Are they playing chicken or keep-away?

REBEL. Mark Tewksbury admits that Montreal took its ball and walked away. Credit: Montreal 2006

I keep asking one question in the wake of what is shaping up to be a nasty divorce between Montreal 2006 organizers and the Federation Of Gay Games (FGG): What the hell happened?

As might be expected, both sides are pointing fingers in the wake of the mid-November collapse of negotiations between the two sides. Montreal ’06 types are charging that FGG types were a posse of control freaks. FGG officials are saying that Montreal negotiators were unbending in their demands for autonomy.

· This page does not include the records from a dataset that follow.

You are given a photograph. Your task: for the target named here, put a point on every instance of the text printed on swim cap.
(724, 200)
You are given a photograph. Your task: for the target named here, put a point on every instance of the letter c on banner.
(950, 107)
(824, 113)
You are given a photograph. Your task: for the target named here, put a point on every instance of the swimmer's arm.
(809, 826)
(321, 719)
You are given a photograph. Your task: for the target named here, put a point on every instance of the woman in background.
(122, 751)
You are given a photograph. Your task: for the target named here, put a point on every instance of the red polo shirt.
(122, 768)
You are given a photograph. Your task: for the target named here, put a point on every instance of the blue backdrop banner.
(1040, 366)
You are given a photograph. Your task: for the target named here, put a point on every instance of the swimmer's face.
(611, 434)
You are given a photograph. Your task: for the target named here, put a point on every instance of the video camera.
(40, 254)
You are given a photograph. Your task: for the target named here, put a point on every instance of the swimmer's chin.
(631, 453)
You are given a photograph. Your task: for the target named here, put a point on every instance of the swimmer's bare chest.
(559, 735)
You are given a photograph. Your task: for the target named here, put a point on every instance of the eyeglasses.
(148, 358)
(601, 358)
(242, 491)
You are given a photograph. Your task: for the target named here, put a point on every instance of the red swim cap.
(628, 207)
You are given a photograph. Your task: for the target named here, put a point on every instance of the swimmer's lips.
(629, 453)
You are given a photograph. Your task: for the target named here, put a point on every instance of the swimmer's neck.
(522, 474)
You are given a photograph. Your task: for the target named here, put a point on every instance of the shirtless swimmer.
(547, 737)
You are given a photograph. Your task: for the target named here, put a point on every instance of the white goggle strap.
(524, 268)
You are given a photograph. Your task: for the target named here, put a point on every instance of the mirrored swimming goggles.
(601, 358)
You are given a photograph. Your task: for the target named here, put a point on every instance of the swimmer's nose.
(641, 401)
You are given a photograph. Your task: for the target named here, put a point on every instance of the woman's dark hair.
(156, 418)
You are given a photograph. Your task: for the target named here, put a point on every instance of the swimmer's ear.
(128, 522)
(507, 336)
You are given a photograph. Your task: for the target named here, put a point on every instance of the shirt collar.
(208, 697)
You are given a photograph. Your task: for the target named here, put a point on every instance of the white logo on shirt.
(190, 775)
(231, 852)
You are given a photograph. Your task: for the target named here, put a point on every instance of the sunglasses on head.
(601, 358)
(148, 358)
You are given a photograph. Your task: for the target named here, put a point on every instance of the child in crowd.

At this point, it seems there are virtually no chances that the ball will be picked up. Montreal organizers say they are going ahead with their event without the FGG logo. FGG organizers say they must now pick another city to take over the official Gay Games (Atlanta is an odds-on favourite), but have also stated they will not choose calendar placement that would compete with the Montreal event. (No word on what the new name for the Montreal event will be.)

Predictably, both have posted statements on their respective websites, each snarking at the other side. What’s tremendously sad is the sheer potential this event had. “This could have been so great,” says Mark Tewksbury, Olympic gold medallist and co-president of Montreal ’06. “We could have surpassed all of their dreams, we could have taken this so far. It’s too bad.”

A spokesperson for the FGG told me that sentiments on his end were similar. “No one is happy about this,” says Jake Stafford. “We were hoping that the impasse could have been overcome.”

The combination seemed unbeatable: Montreal, one of the most gay-friendly cities in North America (or the world for that matter), a major gay tourist destination in the most socially liberal province in Canada, the country that is moving ahead with gay marriage, would host the Gay Games, the largest queer sports event. Montreal ’06 organizers have already culled millions in fiscal support from all three levels of government.

That looked good, say FGG types, but they wanted more control, seeing as the last three Gay Games ended up with whopping deficit burdens. Hell, last year’s Sydney event almost got called off at the 11th hour due to a cash crunch. FGG wanted a certain degree of veto power and what they saw as more realistic goals – perhaps an understandable thing, considering the Games’ financial history.

For Montrealers, the sky was the limit – also entirely understandable, considering the potential for the location.

The FGG’s Stafford also suggested that some of the negotiations appeared to stem around a certain degree of anti-Americanism, itself a result of the Iraq war. Stafford points to a barrage of e-mails the FGG received after the collapse of talks with Montreal.

“Never we will accept to give you the money coming from the Canadian government to corporatist [sic] American group for the games,” wrote one Montrealer.

“What some Canadians don’t seem to realize,” said one FGG negotiator who wished to remain anonymous, “is that most gay Americans hate what our government is doing and don’t approve of our president.”

What puzzles some on the FGG side was the moment when Montreal walked away from the negotiating table. After about 15 hours of talks, some felt the two sides were nearing an agreement. Sources at the FGG said it seemed as though Montreal wanted the talks to cease. This would mean that Montreal wouldn’t have to pay a $1-million Canadian licensing fee, nor would they have to agree to any of the FGG’s stipulations.

Tewksbury has since said that he thinks there is room for more lesbian, gay, bi and trans sporting events on the calendar, but also says he would rather that Montreal and the FGG had settled their differences.

“Yes, we did walk away, I suppose that’s true,” he tells me. “But their conditions were unreasonable.”

After initial news of this divorce, I suspected divisions over who was right and who was wrong would fall along the 49th parallel: if you were American, chances are you’d think that the Canadians were just being difficult; if you were Canadian, you’d think the Americans were just being corporate and controlling.

But behold Rex Wockner, the widely distributed, California-based gay columnist, slammed the FGG as a “wet blanket,” going on to state in his column on the split that “I’m placing my bet with Montreal. I know some of the organizers there and I think they can make it happen big…. The government support alone lined up in Montreal is unprecedented.”

Wockner went on, concluding: “Why didn’t the FGG jump through whatever hoops were necessary to prevent this rupture? I believe they messed up big time and we may witness the demise of the federation itself.”

* Matthew Hays is an editor at the Montreal Mirror.